Robinhood, Gamestop and Dogecoin anyone?

The boom suspended the normal processes of natural selection by which the nonessential and ineffective otherwise would have been culled out. Practically all of this vanished after the inflation blew itself out.

How many zombie companies in the US have been propped up by low interest rates and government transfer payments?

Once begun, the inflation required ever more inflationary expansion just to support the old debts. Germany had to run faster and faster to stay ahead of the engulfing wave, until it simply could not run any faster. Stopping the inflation would have killed the boom, and that seemed excessively unpleasant. In this respect, peacetime inflation was far more insidious than wartime inflation, which produced only war goods to be expended and no boom for the people to become addicted to.

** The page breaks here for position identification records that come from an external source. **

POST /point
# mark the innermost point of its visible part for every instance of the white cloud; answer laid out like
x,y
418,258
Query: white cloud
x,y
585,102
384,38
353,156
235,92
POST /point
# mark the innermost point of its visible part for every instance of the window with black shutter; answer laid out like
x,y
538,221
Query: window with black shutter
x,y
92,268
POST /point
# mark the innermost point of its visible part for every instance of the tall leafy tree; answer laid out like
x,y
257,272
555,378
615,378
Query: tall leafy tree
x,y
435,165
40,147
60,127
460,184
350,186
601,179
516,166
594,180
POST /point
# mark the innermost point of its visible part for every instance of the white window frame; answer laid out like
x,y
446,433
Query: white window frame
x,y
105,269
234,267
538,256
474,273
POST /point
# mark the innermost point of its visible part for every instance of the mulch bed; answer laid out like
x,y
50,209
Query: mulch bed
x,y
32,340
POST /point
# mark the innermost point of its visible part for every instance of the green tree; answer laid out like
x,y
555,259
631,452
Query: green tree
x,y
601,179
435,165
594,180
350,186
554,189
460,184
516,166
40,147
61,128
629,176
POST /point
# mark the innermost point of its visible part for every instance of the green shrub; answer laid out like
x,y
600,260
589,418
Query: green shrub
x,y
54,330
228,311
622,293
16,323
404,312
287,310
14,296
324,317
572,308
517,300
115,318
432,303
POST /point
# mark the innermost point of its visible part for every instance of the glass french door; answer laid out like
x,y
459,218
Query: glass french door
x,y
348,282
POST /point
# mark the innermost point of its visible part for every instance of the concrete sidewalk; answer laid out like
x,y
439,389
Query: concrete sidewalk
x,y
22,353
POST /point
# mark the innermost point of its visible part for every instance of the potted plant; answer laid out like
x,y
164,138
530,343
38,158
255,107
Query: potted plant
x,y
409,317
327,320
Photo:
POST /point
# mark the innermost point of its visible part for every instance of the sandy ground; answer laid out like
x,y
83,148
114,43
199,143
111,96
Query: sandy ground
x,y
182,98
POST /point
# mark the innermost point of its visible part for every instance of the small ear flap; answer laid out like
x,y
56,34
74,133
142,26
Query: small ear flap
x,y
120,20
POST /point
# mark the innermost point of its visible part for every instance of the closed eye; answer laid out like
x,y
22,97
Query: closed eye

In the best democratic tradition, the government was hopelessly responsive to its sources of support. A government so plainly a weather vane to the prevailing winds was ill suited to override the shortsighted self-interest of its power groups and deal sternly with hard realities.

Politicians never change.

The largest gainer by far, because it was the largest debtor, was the Reich government. The inflation relieved it of its entire crushing debt which represented the cost of the war, reconstruction, reparations, and its deficit-financed boom. Others who were debtors emerged like the government with large winnings. Until the last moment of the inflation borrowers continued to make huge profits simply by borrowing money and buying assets, because lenders never stopped underestimating the inflation. The good fortune of the debtors demonstrated the prudence of following the government’s lead: one must beware of being a creditor whenever the government was a huge debtor.

Here are my takeaways:

  1. Inflation begins long before you can measure it.
  2. Politicians and Central Bankers are incentivized to keep borrowing & printing more units until they are forced to stop by an external force- especially in a democracy.
  3. The longer inflation runs, the bigger the collapse.
  4. If you’re in an inflationary environment, buy scarce assets like real estate and Bitcoin using debt. Debt gives the borrower the use of today’s stronger dollars while paying back in tomorrows debased dollars.
  5. Just because German society in the 20’s sounds like America in 20’s doesn’t mean we’ll have the same outcome. Inflation is more than just printing a bunch of dollars. Otherwise, Quantitative Easing 1 & 2 would have produced major inflation, but that didn’t happen. See the following headline from 2011: “Investors Starting to Believe that Inflation Threat is Real”
  6. No matter what you do, be aware that the Fed is using a massive dollar copying machine on our currency. As they increase the denominator of dollars, we all have to fight harder to just stay in place.

At Shannon Waltchack, we consider ourselves optimistic realists. We believe in taking an unflinching look at current conditions and try our best to peer into the future so we can be the best real estate investors possible.

America is more divided today than any other time since I’ve been alive. And I believe one of the root causes is the growing wealth disparity.